JF Ptak Science Books Post 1749 [Part of the Strange Things in the Sky department.]
The Death Ray is a long-discussed idea, extending back as far to Archimedes at least--discussed, attempted, abandoned and dismissed. But as a matter of fact, the thing was actually invented, and deployed, though not int he sense of an EM weapon, or LRAD/ultrasonic, or Teller x-ray laser, or even a Wellsian heat ray (below).
The "Death Ray" made its appearance in the 1880's, but not in the normal sense of what we would today think of as a "weapon"--this death ray could locate the enemy hidden miles from the front, or pick out ships at sea far from shore, and so on, removing stealth capacity, making it possible for these elements to be identified as targets, and then possibly removed, though not by the ray itself.

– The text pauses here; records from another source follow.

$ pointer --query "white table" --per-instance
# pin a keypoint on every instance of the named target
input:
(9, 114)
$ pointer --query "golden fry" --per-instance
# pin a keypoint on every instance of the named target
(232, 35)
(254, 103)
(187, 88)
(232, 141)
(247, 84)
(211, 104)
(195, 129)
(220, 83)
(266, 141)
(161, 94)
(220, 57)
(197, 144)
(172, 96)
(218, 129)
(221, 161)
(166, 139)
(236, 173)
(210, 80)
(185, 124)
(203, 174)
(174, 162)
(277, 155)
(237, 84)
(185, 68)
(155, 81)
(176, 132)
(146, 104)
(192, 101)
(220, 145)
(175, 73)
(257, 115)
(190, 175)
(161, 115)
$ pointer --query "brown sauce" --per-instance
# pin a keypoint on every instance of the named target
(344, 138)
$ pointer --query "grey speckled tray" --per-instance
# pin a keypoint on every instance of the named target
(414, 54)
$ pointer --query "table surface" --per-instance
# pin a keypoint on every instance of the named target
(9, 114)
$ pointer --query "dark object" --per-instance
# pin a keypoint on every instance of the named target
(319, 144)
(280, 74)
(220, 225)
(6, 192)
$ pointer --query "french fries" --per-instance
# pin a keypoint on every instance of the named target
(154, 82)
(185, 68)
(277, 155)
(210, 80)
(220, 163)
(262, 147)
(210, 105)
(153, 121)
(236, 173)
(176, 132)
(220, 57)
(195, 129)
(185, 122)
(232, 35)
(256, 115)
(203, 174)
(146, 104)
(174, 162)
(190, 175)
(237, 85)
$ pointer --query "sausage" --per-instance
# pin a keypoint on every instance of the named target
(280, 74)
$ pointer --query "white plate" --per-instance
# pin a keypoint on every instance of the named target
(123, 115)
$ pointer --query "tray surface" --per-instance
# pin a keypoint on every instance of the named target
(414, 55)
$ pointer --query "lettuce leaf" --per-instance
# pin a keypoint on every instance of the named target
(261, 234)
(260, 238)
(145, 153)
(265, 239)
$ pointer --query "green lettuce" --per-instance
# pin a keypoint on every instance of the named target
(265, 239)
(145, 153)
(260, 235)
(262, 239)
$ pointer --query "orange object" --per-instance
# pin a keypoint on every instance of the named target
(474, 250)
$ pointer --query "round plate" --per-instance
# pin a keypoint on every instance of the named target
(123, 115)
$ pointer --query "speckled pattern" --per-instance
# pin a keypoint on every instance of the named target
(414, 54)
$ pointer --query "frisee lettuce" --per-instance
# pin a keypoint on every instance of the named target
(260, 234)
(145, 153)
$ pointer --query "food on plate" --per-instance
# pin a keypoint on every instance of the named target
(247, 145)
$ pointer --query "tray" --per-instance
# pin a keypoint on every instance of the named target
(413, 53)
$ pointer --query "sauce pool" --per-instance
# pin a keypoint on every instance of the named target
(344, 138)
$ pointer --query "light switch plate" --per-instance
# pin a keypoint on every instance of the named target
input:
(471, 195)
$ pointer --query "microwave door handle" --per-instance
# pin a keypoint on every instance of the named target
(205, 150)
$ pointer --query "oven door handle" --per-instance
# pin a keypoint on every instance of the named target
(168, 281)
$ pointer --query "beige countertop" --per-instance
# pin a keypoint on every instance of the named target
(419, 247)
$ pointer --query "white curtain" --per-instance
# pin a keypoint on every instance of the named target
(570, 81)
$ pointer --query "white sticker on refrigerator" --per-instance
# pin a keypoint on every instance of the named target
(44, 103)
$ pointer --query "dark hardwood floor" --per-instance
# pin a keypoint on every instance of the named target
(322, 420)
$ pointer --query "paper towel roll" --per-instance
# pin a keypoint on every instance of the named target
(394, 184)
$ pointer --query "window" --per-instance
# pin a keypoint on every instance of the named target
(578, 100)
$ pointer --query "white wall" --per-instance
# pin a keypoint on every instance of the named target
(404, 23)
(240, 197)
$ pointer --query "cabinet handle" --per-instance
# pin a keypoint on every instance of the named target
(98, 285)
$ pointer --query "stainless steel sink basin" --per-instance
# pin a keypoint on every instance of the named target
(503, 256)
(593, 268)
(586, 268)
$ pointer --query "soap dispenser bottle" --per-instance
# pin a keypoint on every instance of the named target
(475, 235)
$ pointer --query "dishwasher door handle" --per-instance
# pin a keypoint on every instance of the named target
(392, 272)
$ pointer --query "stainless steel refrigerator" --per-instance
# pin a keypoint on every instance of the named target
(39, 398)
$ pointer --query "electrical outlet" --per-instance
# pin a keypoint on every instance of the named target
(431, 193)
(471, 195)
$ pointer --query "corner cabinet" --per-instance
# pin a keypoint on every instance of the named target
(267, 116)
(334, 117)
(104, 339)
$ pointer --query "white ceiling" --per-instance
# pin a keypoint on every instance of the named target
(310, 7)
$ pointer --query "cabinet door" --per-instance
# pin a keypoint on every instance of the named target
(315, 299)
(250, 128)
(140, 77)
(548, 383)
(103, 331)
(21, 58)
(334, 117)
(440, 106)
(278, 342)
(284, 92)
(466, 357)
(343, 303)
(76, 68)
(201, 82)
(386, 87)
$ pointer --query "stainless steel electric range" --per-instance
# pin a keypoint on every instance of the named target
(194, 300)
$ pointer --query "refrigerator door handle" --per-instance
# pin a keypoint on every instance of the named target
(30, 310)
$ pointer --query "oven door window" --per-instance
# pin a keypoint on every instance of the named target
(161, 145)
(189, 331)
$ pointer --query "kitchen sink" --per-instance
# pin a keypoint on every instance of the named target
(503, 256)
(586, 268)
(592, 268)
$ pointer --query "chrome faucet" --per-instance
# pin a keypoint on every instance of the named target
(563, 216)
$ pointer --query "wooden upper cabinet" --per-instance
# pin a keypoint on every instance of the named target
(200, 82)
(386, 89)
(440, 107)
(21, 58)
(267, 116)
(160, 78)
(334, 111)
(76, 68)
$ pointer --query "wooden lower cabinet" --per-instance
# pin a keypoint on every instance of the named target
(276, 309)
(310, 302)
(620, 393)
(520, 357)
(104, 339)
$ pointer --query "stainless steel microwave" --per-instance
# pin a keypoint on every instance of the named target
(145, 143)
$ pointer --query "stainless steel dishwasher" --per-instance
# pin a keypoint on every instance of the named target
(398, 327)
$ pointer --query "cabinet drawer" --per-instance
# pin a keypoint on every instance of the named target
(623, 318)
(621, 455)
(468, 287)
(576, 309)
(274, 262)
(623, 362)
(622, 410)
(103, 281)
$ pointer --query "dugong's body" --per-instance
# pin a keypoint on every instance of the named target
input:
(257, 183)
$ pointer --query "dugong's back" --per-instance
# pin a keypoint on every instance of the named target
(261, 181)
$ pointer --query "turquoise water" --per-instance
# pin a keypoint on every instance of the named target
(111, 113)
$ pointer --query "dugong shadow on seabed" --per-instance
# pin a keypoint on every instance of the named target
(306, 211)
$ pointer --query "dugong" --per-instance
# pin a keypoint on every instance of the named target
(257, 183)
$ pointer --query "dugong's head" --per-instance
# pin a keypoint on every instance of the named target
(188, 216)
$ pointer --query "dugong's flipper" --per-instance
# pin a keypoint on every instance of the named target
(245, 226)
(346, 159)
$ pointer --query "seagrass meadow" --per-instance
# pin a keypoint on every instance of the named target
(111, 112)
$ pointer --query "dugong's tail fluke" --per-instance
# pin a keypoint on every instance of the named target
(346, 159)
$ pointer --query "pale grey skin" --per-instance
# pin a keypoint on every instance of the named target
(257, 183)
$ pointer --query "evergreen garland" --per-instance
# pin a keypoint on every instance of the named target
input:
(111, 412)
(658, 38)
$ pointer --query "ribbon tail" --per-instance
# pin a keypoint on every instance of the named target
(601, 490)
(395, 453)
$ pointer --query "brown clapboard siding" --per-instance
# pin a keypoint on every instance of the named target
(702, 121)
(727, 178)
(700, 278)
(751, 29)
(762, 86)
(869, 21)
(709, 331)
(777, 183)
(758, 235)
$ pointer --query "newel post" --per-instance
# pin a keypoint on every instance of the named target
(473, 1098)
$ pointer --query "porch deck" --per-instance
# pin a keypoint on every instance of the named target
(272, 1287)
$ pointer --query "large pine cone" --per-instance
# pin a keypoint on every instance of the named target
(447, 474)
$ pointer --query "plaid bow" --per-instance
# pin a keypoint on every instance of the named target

This "death ray" was the search light. In the 1880's when the technology of electric lighting was still in its first practicable decade, the idea of being able to focus a beam of light from a lantern source hauled on a single-mule carriage and powered by an on-board battery, small steam engine and Gramme dynamo was a spectacular. achievement.
[This image appeared in the Scientific American in 1886 and features what is probably a one-foot diameter mirror, making it capable of illuminating an object up to about a mile away. Something with a three-foot diameter could work its magic on object up to four miles away.]
This defensive/offensive weapon/device was very soon afterwards made into a trickle-down appliance that was placed into commercial use almost immediately. The standard use of course would be upgrading lighthouses, but one special use was using a large mirror in a device to project an advertisement on the clouds in a city--ads in the sky.
Such a device was used experimentally at the Columbian Exposition in Chicago for the World's Fair of 1893, flashing the daily attendance on the clouds. I'm not sure why the greater revenue-generating employment of this technology took another year to develop. And so "The Death Ray", from Battlefield to Breakfast Cereal in a few short years.